И сразу же за импровизированным столом вспыхнул смех. Зазвенели бутылки, со всех сторон потянулись к Шимкевичу ставшие родными за многие годы лица, зазвучали поздравления. Теперь, после завершения ритуала, можно было и расслабиться. Закуска на скатерти самая немудреная и вкусная, какую только можно придумать, – вареная бульба, капуста квашеная, огурчики и, чудо из чудес, огромная, с пылу с жару гора драников. Это уж расстаралась Варя, тоже обычай – стол для новоиспеченного готовит жена, если она имеется, конечно.
– С новым вас званием, товарищ комбриг!
– Поздравляю, Владимир Игнатьевич! – Это майор Юра Зиборов.

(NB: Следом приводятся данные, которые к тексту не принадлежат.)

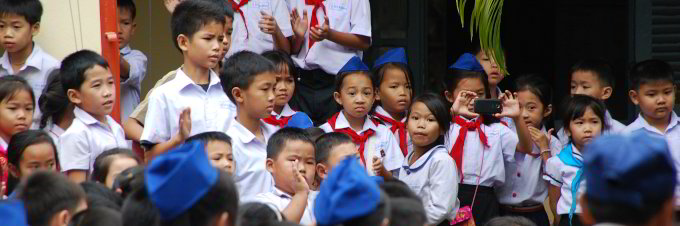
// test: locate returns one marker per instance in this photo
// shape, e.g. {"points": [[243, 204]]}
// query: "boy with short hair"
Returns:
{"points": [[290, 159], [88, 83], [249, 79], [132, 61], [50, 198], [19, 23]]}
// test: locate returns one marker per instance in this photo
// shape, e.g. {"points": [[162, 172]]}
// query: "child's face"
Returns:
{"points": [[584, 129], [126, 27], [16, 33], [295, 156], [533, 110], [490, 67], [220, 155], [356, 95], [285, 85], [422, 125], [656, 99], [394, 92], [118, 164], [16, 113]]}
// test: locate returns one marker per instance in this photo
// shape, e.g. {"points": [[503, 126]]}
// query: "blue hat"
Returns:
{"points": [[177, 179], [348, 193], [300, 120], [397, 55], [12, 212], [354, 64], [629, 169], [467, 62]]}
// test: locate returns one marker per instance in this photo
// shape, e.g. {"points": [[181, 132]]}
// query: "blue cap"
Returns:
{"points": [[300, 120], [354, 64], [177, 179], [12, 212], [467, 62], [629, 169], [397, 55], [347, 193]]}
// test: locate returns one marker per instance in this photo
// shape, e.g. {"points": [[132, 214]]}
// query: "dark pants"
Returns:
{"points": [[486, 203], [314, 95]]}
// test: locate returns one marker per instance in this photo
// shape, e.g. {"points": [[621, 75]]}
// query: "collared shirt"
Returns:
{"points": [[250, 157], [672, 135], [280, 200], [130, 88], [562, 175], [86, 138], [382, 144], [524, 185], [37, 68], [211, 110], [348, 16], [434, 178], [253, 39], [489, 161]]}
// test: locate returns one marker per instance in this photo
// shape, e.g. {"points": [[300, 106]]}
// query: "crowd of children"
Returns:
{"points": [[224, 143]]}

– С возвращением из Испании, Владимир Игнатьевич, и с первыми ромбами! – Это майор Сережа Крушина.
– Спасибо, спасибо…
Куроедов уже деловито наполнял стакан для «Красной Звезды» (а как же, орден ведь тоже надо обмыть!), а Владимир Игнатьевич еще продолжал по инерции благодарить, еще складывал в уме слова для ответного тоста, в котором нужно не забыть всех, кто собрался сегодня за полковой скатертью-самобранкой. Еще шумел развеселый стол, чокались, ели, пили и горя не знали… А глаза, глаза уже смотрели на новенькую черную «эмку» – только в прошлом году появились эти машины и еще не были привычными, – на высокого, стройного сержанта ГБ, чеканившего шаг от ворот Лошицкого парка к нему с брезгливым, надменным выражением лица. И два бугая с ним рядом…
Застолье затихло не сразу. Командиры уставились на НКВДшника с неприкрытой враждебностью. А он, словно не замечая взглядов, корректно козырнул:
– Комбриг Шимкевич Владимир Игнатьевич? Сержант госбезопасности Пряхин. Пройдемте со мной.
– В чем дело, сержант? – Голос Шимкевича звучал спокойно.
– В Минске вы все узнаете, товарищ комбриг. – Сержант скользнул взглядом по новеньким ромбам, которые Куроедов только что торжественно нацепил виновнику торжества на петлицы. – Пройдемте.